UK telecommunications giant Vodafone has confirmed it is taking steps towards settling a $2.2 billion tax dispute in India.
In a report in The Timesnewspaper, the mobile ‘phone company said it was considering putting money aside to deal with the case – which has largely eclipsed its recent investment into the market.
Claw back
Despite being exonerated by the country’s Supreme Court in January in a row over capital gains tax, Vodafone was then hit by retrospective changes in foreign takeover law, specifically designed to claw back tax from the company’s $6.9bn acquisition of the Indian mobile ‘phone assets of Hutchinson Whampoa.
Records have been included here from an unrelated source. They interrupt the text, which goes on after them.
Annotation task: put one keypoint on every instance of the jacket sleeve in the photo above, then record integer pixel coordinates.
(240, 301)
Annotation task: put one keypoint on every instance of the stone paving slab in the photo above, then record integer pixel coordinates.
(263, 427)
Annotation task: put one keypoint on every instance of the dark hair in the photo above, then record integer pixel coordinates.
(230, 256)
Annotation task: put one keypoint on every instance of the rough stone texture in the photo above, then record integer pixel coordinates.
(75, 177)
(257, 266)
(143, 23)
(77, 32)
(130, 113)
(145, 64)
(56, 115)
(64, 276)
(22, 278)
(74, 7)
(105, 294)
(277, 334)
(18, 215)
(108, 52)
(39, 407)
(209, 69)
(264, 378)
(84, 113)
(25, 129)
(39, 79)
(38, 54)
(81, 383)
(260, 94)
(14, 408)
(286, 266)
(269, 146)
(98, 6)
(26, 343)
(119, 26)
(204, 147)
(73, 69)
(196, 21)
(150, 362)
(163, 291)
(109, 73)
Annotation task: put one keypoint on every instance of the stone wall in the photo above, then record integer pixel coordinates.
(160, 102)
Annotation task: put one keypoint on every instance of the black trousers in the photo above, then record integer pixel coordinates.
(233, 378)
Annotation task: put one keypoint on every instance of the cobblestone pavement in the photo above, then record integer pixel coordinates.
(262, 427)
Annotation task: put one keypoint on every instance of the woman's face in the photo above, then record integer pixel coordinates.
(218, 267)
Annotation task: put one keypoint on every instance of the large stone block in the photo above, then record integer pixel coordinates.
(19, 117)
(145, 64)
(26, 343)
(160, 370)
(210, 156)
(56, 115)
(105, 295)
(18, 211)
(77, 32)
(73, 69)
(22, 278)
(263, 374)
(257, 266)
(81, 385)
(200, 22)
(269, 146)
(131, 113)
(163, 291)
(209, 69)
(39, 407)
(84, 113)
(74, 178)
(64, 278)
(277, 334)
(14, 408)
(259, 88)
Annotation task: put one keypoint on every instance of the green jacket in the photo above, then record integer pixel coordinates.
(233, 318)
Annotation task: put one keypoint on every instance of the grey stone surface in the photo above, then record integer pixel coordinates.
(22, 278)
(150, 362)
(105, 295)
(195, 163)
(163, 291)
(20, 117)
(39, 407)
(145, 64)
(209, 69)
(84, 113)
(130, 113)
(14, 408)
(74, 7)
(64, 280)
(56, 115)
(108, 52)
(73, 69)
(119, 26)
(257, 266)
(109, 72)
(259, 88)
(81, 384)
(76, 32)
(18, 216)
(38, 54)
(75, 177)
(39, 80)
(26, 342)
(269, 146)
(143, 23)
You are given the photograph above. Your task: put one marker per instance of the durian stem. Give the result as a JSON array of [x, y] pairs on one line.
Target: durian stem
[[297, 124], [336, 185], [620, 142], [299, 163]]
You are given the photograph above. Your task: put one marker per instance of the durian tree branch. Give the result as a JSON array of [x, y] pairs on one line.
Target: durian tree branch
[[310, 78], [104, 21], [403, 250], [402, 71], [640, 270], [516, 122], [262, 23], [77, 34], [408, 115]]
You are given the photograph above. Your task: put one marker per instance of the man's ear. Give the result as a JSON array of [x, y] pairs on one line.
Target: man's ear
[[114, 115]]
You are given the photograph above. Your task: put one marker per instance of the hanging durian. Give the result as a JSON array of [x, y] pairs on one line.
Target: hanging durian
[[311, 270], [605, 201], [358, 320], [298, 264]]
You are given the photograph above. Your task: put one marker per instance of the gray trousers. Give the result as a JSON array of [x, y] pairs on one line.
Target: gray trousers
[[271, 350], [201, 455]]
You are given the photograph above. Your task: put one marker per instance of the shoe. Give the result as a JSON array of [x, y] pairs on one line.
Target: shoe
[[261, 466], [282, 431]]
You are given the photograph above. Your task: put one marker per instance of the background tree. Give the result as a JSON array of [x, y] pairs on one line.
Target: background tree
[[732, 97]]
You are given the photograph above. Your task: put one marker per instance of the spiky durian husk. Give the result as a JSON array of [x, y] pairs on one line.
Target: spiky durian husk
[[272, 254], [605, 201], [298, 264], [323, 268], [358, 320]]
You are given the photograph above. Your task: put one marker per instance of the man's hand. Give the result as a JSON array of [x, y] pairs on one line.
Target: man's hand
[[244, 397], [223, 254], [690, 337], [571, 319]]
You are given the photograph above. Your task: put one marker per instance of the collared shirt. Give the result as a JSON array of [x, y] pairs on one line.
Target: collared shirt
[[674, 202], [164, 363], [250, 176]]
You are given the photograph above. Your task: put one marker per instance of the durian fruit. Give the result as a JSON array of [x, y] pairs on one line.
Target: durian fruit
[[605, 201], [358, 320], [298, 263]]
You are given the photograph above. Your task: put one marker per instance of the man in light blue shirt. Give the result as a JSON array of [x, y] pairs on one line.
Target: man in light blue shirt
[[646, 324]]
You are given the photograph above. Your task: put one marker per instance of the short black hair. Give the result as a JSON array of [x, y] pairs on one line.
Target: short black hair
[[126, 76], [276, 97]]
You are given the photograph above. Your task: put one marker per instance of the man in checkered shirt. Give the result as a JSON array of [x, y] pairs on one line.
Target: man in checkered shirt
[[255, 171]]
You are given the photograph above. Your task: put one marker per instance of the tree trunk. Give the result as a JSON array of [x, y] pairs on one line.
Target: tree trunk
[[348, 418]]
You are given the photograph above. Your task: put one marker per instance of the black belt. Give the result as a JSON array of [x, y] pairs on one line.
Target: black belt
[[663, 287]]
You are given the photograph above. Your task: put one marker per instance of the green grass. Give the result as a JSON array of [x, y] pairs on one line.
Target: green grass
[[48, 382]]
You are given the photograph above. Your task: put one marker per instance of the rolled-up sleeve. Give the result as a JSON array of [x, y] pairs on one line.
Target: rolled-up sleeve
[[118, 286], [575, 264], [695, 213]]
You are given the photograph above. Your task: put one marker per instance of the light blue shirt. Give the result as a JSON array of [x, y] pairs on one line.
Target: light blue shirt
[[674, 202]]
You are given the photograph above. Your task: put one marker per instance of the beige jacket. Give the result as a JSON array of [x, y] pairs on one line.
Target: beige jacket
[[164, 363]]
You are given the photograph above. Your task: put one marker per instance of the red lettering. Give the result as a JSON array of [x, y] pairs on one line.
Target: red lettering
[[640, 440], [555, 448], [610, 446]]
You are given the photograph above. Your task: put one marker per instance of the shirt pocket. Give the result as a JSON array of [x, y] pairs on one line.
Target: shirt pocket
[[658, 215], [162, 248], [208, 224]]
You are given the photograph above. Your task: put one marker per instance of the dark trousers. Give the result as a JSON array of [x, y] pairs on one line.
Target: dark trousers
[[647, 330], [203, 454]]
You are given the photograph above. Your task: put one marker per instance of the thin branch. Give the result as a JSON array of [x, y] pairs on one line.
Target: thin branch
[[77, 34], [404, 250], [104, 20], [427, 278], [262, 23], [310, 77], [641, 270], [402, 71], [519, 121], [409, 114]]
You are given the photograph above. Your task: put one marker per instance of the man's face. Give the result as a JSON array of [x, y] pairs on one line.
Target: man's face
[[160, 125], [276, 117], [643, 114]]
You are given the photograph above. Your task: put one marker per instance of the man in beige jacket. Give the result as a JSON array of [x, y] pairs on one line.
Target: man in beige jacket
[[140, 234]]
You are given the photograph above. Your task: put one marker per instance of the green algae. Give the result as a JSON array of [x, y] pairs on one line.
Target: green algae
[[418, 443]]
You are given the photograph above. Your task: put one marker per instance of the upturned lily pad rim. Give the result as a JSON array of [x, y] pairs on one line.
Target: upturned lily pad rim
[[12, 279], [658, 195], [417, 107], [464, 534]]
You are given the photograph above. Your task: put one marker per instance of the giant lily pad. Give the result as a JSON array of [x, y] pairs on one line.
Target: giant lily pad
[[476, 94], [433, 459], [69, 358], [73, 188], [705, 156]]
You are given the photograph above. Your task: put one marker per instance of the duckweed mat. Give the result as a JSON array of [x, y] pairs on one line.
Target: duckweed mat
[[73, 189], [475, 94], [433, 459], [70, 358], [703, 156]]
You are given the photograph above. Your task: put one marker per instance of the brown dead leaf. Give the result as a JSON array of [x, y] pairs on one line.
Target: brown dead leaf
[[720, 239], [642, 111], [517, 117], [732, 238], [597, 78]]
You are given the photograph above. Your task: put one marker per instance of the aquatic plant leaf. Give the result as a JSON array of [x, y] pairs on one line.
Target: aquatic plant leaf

Vodafone had claimed that the sudden change in tax laws represented a ‘denial of justice and a breach of the Indian government’s obligations to accord fair and equitable treatment to its investors’.
But chief financial officer Andy Halford has now said the decision to set money aside was ‘being applied differently against a recently introduced, albeit retrospective legislation’.
Compromise
Vodafone had claimed that it was not liable to pay capital gains tax on the Hutchinson deal as the transaction was between two foreign companies. However, New Delhi disagreed because of the amount of Indian assets involved.
But weeks after the Supreme Court ruled in Vodafone’s favour, finance minister Pranab Mukherjee announced the legal changes in the tax system. Since then, Mr Mukherjee has become India’s president, and his replacement as finance minister, Chidambaram Palaniappan, is reportedly more willing to compromise.